For this trick I will need to use a tool called a stacked dado set on my table saw, which I have never done before. I've cut grooves using a router in the past, but my experience with the router for such long grooves as this is that I will screw it up 3 times for every one I get right. So, a new tool: the dado set. This, my friends, I will be attempting over the next two nights. If I do not succeed at this, I will be installing a piece of plywood in the window, as I am going away this weekend.

When this is done, you will know the answer to whether a carpenter of moderate skills is capable of rebuilding an antique window frame. I have never met my match before on this old house, so I am optimistic, though I am sure it will come with much cursing and several trips to Home Depot to buy more pieces of wood.

4 comments:

Unknown said...

It's good to have a talented son! Dad

Jamie, you must have the patience of Job! We look forward to seeing the window in the flesh in November.
Mom

Unknown said...

It's good to have a talented son! Dad

Jamie, you must have the patience of Job!
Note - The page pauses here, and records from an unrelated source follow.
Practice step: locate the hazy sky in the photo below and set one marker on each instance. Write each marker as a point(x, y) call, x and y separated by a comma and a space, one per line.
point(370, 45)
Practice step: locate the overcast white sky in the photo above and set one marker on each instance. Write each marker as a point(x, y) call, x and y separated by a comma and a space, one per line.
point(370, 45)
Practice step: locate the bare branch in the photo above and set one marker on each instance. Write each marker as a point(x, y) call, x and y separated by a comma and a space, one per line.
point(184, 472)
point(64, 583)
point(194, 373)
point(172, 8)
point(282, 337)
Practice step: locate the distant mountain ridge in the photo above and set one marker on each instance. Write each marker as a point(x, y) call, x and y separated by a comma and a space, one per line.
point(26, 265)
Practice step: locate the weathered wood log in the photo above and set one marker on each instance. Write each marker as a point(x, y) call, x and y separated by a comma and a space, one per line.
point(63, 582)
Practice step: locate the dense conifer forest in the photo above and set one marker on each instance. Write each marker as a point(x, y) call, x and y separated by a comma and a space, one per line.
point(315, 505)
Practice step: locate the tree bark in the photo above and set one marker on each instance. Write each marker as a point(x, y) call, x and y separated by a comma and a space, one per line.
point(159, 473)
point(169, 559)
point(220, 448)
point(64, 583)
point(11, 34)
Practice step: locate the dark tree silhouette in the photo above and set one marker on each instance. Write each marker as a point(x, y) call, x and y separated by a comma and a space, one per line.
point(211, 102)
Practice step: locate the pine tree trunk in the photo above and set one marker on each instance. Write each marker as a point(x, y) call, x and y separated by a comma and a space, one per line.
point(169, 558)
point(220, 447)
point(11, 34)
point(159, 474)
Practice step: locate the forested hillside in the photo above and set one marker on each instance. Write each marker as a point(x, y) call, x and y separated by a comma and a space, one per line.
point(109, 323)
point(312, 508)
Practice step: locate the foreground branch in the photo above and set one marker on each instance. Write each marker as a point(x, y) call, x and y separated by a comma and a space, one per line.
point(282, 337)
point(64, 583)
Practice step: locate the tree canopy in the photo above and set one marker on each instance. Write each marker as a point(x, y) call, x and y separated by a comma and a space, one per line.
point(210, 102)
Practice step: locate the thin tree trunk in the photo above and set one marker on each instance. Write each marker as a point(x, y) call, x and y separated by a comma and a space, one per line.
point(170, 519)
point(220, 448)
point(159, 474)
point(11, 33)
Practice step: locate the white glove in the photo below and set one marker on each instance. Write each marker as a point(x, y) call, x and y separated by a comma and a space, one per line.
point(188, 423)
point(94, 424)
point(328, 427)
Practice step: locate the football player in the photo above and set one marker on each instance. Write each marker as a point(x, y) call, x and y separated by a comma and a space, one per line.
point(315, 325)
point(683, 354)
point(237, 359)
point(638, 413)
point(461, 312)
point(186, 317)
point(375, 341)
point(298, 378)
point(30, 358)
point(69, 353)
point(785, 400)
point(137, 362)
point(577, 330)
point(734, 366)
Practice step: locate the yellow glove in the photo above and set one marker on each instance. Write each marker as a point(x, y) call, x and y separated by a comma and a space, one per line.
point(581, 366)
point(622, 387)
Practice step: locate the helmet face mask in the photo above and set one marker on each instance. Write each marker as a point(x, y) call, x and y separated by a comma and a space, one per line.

We look forward to seeing the window in the flesh in November.
Mom

Alex said...

I am extremely impressed that you actually rebuilt a window, rather than buying something prefab and sticking it in there.

Just failed on the captcha for the 4th time :(

Jamie said...

I am reserving judgment on my own abilities to do this until it's done :) But so far seems to be going pretty well, I got most of the frame pieces set up yesterday.

N. painting and staining last night while I was carpentering so things seem to be moving right along, though physical limitations of paint drying may prevent this from getting done before the weekend.